Qu’avez-vous appris auprès des acteurs plus confirmés avec qui vous avez eu l’occasion de travailler?

«De ne pas arrêter de croire en ce qui est au fond de soi, d’oser se mettre à nu. Liv Ullmann m’a dit: 'Director knows that actor knows.' Tout est basé sur la sincérité. Il faut avoir le culot, surtout quand on est jeune et pas encore remarqué, de croire en soi. Ma plus grande peur est celle de sortir d’une salle de cinéma et que tout le monde me montre du doigt parce que je n’ai pas joué sincèrement. Cela reste encore une appréhension, même si, désormais, j’arrive à dompter cette peur.

Quels sont vos projets à venir?

«J’ai tourné un film sur la guerre d’Algérie, et le dernier film de Mia Hansen-Løve, 'Bergman Island', l’histoire d’une femme qui vit en couple avec un cinéaste, comme elle. Tous les deux vont en résidence sur l’île de Bergman, et elle lutte pour exister à côté de son mari, qui est déjà très puissant et reconnu, alors qu’elle est encore jeune et cherche sa place. Je joue aussi dans 'De nos frères blessés', qui est l’adaptation par Hélier Cisterne d’un roman. J’aimerais aussi faire le nouveau film d’Emily Atef, avec qui j’avais tourné précédemment dans 'Trois jours à Quiberon'. Il y a aussi le nouveau projet de Mathieu Amalric.

Est-ce qu’il n’y a que des projets de cinéma?
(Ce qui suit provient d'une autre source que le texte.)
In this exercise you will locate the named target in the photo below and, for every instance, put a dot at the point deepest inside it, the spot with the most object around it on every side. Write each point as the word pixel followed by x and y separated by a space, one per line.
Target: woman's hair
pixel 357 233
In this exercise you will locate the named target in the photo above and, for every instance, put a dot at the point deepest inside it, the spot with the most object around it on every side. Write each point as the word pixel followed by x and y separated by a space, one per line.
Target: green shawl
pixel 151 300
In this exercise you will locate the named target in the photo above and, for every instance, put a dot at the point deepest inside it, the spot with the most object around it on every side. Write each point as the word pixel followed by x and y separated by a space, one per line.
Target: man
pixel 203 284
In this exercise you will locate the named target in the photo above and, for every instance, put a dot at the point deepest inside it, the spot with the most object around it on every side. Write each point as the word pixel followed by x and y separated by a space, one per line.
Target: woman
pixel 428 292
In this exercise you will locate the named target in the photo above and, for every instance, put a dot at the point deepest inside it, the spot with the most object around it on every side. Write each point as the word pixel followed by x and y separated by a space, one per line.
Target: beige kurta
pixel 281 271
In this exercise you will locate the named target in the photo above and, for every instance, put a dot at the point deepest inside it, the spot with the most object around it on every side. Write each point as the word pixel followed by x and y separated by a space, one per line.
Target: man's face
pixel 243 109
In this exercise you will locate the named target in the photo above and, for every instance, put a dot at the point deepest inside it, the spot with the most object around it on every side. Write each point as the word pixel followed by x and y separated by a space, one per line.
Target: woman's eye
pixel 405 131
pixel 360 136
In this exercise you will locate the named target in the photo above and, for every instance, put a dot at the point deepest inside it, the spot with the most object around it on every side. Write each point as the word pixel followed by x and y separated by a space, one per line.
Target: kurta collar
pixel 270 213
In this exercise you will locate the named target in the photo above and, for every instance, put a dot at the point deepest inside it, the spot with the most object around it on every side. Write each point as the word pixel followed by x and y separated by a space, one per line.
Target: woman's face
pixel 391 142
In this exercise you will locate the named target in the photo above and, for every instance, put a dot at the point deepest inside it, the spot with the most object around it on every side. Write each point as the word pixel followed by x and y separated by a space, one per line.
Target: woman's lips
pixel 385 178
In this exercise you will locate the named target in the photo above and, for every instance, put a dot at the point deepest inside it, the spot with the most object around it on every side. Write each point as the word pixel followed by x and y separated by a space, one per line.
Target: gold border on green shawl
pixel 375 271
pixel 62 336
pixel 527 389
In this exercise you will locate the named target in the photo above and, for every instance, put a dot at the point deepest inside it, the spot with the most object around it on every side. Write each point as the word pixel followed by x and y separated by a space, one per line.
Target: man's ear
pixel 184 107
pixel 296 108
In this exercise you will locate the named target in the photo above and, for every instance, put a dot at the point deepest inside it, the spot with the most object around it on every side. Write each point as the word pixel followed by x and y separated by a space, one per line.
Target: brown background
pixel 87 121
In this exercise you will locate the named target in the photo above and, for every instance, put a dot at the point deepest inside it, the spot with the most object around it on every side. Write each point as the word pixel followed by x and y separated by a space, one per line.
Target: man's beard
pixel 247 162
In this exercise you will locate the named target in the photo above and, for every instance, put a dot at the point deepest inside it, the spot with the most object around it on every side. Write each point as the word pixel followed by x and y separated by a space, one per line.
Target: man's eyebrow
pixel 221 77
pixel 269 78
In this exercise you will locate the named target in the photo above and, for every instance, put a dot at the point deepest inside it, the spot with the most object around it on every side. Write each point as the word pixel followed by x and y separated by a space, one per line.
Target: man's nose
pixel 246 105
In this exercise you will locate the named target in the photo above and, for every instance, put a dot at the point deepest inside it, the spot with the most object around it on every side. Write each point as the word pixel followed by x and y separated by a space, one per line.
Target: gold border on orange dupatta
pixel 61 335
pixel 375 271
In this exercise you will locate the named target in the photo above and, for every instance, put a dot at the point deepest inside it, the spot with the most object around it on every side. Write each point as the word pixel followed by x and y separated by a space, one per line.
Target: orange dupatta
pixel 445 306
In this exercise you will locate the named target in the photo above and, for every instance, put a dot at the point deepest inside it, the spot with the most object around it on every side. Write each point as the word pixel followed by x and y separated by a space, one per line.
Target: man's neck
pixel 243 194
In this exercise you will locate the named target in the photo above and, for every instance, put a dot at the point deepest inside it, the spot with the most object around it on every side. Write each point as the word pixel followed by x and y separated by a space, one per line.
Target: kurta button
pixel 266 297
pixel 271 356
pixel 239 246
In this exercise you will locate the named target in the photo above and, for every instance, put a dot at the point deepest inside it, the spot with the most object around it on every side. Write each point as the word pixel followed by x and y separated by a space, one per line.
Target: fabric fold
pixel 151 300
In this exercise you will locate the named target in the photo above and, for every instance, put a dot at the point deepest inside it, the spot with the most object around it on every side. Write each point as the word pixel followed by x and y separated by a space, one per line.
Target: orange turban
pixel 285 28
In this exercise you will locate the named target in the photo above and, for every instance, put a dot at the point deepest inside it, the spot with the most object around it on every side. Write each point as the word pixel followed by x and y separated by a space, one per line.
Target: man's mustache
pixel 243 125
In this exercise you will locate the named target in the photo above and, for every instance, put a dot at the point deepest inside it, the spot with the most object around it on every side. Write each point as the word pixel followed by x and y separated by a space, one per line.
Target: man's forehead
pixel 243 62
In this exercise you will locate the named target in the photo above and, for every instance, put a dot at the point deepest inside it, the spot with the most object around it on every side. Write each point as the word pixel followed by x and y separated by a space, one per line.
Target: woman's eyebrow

«C’est très difficile pour moi de faire du théâtre, car c’est difficilement compatible avec la vie de famille. Mais j’aimerais beaucoup en faire.

Quelles sont vos sources d’inspiration?

«La musique. Elle me sauve dans toutes les situations. Je crée des playlists pour les personnages, pour les différents moments du film. J’écoute cela le soir et je suis recalée, je sais où je suis. Ce sont des musiques de toutes les époques et de toutes les cultures.

Passer du côté de la réalisation, cela vous plairait?

«Oui, beaucoup, et je suis presque sûre que je vais le faire, car je n’arrête pas d’écrire. Un jour, il va falloir que je fasse quelque chose avec tout cela. Je pense que ce sera pour un projet au théâtre. Mais je ne suis pas pressée. Et l’art d’être acteur est un art complexe, il y a beaucoup à trouver. Ma recherche n’est pas encore achevée.»